A court in Croatia has sentenced former Prime Minister Ivo Sanader to 10 years in prison for taking bribes, in a case closely watched by the EU.
Sanader, in office from 2003 to 2009, was convicted of taking millions of dollars in bribes from a Hungarian energy company and an Austrian bank.
The former prime minister denied wrongdoing at his trial.
Croatia, which hopes to join the EU in July of next year, is under pressure to tackle widespread corruption.
Correspondents say the EU is taking a harder line with the Balkan state than with Romania and Bulgaria, which were allowed to join the bloc despite struggling to address their problems with corruption.

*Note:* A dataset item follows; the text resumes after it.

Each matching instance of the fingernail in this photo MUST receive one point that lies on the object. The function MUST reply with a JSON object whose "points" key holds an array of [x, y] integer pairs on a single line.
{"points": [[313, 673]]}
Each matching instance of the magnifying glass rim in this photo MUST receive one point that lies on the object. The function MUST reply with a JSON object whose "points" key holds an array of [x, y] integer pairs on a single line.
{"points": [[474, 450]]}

Sanader, 59, is the most senior official to have been convicted of corruption in Croatia.
He was found guilty of accepting a bribe of $12.8m (£8m; 10m euros) from the Hungarian oil company MOL in return for securing it controlling rights in Croatia's state oil company Ina.
Unless Tuesday's verdict is overturned on appeal, Croatia may review MOL's shareholder agreement with Ina, Reuters news agency says.

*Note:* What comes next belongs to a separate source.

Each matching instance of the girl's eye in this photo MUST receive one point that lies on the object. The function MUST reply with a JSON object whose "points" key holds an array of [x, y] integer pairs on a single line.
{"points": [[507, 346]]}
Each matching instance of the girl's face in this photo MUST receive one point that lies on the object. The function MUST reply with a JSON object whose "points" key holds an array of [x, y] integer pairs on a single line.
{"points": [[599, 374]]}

In 1995, when Sanader was a deputy foreign minister, he received $695,000 in bribes for a credit deal with the Hypo Alpe Adria Group, which gave the Austrian bank a leading position in Croatia.

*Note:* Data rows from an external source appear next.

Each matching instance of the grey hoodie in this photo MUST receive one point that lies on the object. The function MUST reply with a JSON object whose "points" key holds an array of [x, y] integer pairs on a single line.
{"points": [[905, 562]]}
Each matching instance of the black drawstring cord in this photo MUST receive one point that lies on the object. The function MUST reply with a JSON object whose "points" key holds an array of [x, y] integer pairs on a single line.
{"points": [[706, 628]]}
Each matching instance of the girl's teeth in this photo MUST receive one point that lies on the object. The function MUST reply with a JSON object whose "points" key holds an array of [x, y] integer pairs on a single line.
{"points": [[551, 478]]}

At the time, Croatia was still fighting its war of independence from Yugoslavia, meaning it had trouble accessing the international markets.
Prosecutors described Sanader's action as "war profiteering".
Sanader argued that the case against him was politically motivated.
He is also on trial, separately, for allegedly creating slush funds for his political party, the conservative Croatian Democratic Union (HDZ), by skimming off profits from state companies and manipulating public tenders.
The HDZ ruled the country for eight years until its defeat in elections in December 2011.